Better to light a candle than to curse the darkness
Yǔqí zǔzhòu hēiàn, bùrú ránqǐ làzhú
Not Chinese, this quote instead comes from a 1962 eulogy for Eleanor Roosevelt given by Adlai Stevenson.
Do not confine your children to your own learning, for they were born in another time
Bùyào xiànzhì nǐ de háizǐ zài nǐ zìjǐ de xuéshí lǐ, yīnwéi tāmén chūshēng yú lìng yīgè niándài
This “Chinese proverb” is actually an old Hebrew one.
Proverbs with Unclear Origins
The best time to plant a tree was 20 years ago. The second best time is now
Zhǒng yīkē shù zuì hǎo de shíjī shì shí nián qián, qícì shì xiànzài
Tension is who you think you should be. Relaxation is who you are
Sōngxiè zhōng de nǐ, shì zhēnzhèng de nǐ; nǐ zhī suǒyǐ gǎndào yālì, shì yīnwéi nǐ qīdài gǎibiàn zìjǐ
If you want happiness for an hour – take a nap.’ If you want happiness for a day – go fishing. If you want happiness for a year – inherit a fortune. If you want happiness for a lifetime – help someone else
Rúguǒ nǐ xiǎng yào yī xiǎoshí de xìngfúgǎn, nà jiù qù dǎdǔn. Rúguǒ nǐ xiǎng yào yītiān de xìngfúgǎn, nà jiù qù diàoyú. Rúguǒ nǐ xiǎng yào yīnián de xìngfúgǎn, nà jiù jìchéng cáifù. Rúguǒ nǐ xiǎng yào yī bèizǐ de xìngfúgǎn, nà jiù qù bāngzhù biérén bā
When the winds of change blow, some people build walls and others build windmills
Dāng fēng xiàng gǎibiàn de shíhòu, yǒurén qìqiáng, yǒurén zuò fēngchē
Whether or not they invented them, windmills don’t happen to be a big part of China’s history.
A bird does not sing because it has an answer. It sings because it has a song
Niǎoér chànggē bùshì yīnwéi tāmen yǒu le dáàn, érshì yīnwéi tāmen yǒu gē yào chàng
A fool judges people by the presents they give him
Hūtú rén gēnjù tā rén de sònglǐ juédìng qīnshū
“Why … It’s a red envelope! How did you know?”

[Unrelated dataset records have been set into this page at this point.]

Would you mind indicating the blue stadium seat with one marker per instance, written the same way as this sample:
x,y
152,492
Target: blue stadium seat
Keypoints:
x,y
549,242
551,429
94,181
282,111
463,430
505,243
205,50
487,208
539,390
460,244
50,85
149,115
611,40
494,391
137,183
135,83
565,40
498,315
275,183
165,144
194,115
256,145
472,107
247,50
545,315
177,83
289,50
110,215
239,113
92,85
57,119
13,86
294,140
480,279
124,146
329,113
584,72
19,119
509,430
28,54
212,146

A child’s life is like a piece of paper on which every person leaves a mark
Háizǐ de yīshēng jiù xiàng yīzhāng bái zhǐ, zhōubiān měigè rén dōu huì zài shàngmiàn liúxià yìnjì
Don’t open a shop unless you like to smile
Nǐ yàoshì bù xǐhuān wēixiào jiù bié kāidiàn
Chinese shopkeepers: the friendliest profession in China.
Authentic Chinese Proverbs
But hey, there’s no need to be cynical; here are some real, actual Chinese proverbs.
Your teacher can open the door, but you must enter by yourself.
Shīfù lǐng jìn mén, xiūxíng zài gè rén
No blue pill required here.
The gem cannot be polished without friction, nor a man perfected without trials
Yù bù zhuó, bù chéng qì; rén bù xué, bù zhī yì
This quote is probably the most famous part of the Three-Character Scripture (三字经 sānzìjīng), a text memorized by Chinese school children that taught everything from history, ethics, and Confucian principles.
Paper can’t wrap up a fire
Zhǐ bāo bù zhù huǒ
A journey of a thousand miles must begin with a single step
Qiān lǐ zhī xíng. shǐ yú zú xià
So why do Westerners insist on attributing numerous proverbs to China? We can only guess that it has to do with the mysticism and allure of a distant and ancient culture. However, what isn’t disputed is the wisdom on display, so feel free to share these “Chinese proverbs” with your friends!